Software: 3D Studio Max, After Effects
Plugins: Tyflow, Phoenix FD, Particular
Render Engine: Redshift
Audio: Flank_Audio
To my knowledge it all started immediately after I posted the video to YouTube on the 20/09/2021. A random Indian YouTube account had reposted it to their channel with a completely fabricated name and backstory.
But apparently it was only once the video was sent around via WhatsApp that the video started gaining steam.
I always watermark my work in a corner so people can trace them back to me, but it had been so poorly ripped from YouTube and compressed multiple times so that when it ended up on WhatsApp which also has its own compression, made the watermark very hard to read and ruined the visual clarity of the video, leading to it being more mysterious and believable due to its lack of detail.
Luckily there were copies out there of better quality and 2 days after posting to YouTube I started receiving some messages via Instagram all asking the same question, “is this real?”. I was flattered, but then some of these people started telling me the sources of where they had seen the video. Which ranged from botanical forums to government officials on Twitter.
I found this all very funny and waited to see what happened. I was soon tagged in multiple twitter posts from doctors and government officials who had reposted the fake information without checking a thing. Many people commenting to say its fake and created by me, while others but thought it was an amazing discovery.

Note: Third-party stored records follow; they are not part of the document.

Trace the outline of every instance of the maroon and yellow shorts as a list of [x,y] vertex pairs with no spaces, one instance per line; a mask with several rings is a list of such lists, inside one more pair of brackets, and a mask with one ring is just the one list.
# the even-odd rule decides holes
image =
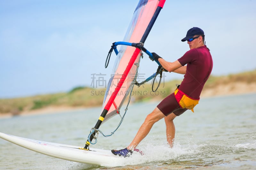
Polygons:
[[180,107],[176,100],[174,93],[164,99],[157,107],[166,116],[172,113],[176,116],[179,116],[188,110]]
[[194,108],[199,99],[191,98],[177,88],[174,93],[164,99],[157,107],[166,116],[173,112],[179,116],[188,109],[194,112]]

I let this go on for a while as I found it hilarious. But eventually I piped up and left some comments saying it was me who made it. Some people many days later after pressure from the community started deleting their posts, others blocked me to save themselves from embarrassment. There are only a couple of posts that remain from the people who sent it viral. But you can still type in Oodhu Paavai, into Twitter and see the amount it was reshared.
For about 3 weeks after, this video continued to spread and didn’t slow down, I was then seeing it appearing in small newspapers in the US and RT from Russia. The icing on the cake was a written interview with USA Today where they fact checked me.
I was overjoyed it made it all around the world in such a short time. But it also showed me how fast bad information can spread, but oh well!